Not once in the eight minutes while the Airbus A320 slowly but surely lost altitude did he utter a single word. And only in the last moments can one hear on the flight recorder how passengers screamed in the background.

Over the past few days, it has been revealed that Lubitz (27) had probably planned the murder-suicide.

His former girlfriend told German newspaper Bild how Lubitz told her last year that he would one day do something that “will change the whole system”, and that everyone would then know and remember his name.

The 26-year-old, who asked no to be named, said Lubitz’s personal problems and unpredictable behaviour led to her recently breaking off their relationship. She and Lubitz shared a luxury flat on the outskirts of Dusseldorf. Lubitz apparently also spent a lot of time at his parents’ home in a middle class neighbourhood in Montabaur, 130km south of Dusseldorf. His father was a successful businessman, his mother a piano teacher. He also had a brother.

German investigators who searched the flat and house found torn-up medical certificates – at least one of which recommended that Lubitz was unfit to fly on Tuesday.

Some of his friends have told the media that Lubitz, a fitness fanatic, suffered from depression. In 2009, his pilot training was interrupted so he could receive treatment for an unspecified illness. He resumed his training six months later. The Dusseldorf University hospital also confirmed he had been treated there during the past two months, including on March 10. They declined to give details of the treatment.

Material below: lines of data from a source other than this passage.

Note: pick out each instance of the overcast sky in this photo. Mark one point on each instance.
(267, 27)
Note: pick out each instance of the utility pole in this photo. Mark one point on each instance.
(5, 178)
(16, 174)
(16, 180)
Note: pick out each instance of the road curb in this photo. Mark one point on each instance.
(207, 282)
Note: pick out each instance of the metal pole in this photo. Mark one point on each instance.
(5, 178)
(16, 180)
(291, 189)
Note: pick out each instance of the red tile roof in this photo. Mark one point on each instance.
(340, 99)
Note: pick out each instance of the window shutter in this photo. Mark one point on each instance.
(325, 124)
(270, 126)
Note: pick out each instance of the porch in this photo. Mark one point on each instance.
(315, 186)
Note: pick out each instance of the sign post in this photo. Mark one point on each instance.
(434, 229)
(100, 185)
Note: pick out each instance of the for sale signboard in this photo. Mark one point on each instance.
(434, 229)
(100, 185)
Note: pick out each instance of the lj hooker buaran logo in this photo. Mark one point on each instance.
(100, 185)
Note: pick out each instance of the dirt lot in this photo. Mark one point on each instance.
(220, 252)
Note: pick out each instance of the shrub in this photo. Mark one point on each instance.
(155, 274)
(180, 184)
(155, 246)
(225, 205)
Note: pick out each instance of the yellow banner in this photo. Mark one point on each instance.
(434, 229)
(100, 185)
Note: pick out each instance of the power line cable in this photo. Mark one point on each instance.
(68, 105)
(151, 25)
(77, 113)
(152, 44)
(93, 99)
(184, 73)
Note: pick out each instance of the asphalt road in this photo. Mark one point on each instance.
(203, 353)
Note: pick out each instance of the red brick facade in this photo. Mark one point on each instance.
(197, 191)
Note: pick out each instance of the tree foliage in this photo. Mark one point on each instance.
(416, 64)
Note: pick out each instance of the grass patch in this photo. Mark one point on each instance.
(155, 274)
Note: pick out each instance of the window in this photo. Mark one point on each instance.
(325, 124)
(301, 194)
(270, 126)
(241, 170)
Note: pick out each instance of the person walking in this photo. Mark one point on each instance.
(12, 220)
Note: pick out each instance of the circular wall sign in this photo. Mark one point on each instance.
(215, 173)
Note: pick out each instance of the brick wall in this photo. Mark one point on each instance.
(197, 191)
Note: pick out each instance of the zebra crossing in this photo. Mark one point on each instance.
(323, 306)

A Germanwings spokesperson said Lubitz had not told the airline about any health issues.

One of the first rescue workers on the scene, Jean Sebastien Beaud of France, said he knew within seconds that no one had survived.

“What I saw was unreal, unimaginable. The smell of burnt metal and fuel was overwhelming. There was a lot of debris. We saw the first human remains and immediately knew there were no survivors.

“We found fewer than 10 bodies that were still partially whole. In fact, only one body was still whole,” Beaud said.

By Friday afternoon, they had collected between 400 and 600 body parts that will be identified by DNA tests.

Rescue workers found the aircraft’s first flight recorder – the black box – quickly, but the second, which holds the technical flight data, is still missing.

The orange box in which it was housed has already been found, so it is possible that the recorder was completely destroyed in the crash.

Meanwhile, several airlines worldwide have already amended their regulations to require that two people stay in the cockpit at all times. Lufthansa, Norwegian Air, Emirates, Air Berlin, WestJet and Air Canada were the first to do so.

In South Africa, Comair, the holding company of British Airways, and Kulula, Virgin Atlantic and Safair have all indicated they are already reconsidering their regulations and will amend them.

The Civil Aviation Authority and SAA, however, said this was premature.

SAA said it would only re-evaluate the protocols “if it becomes necessary”.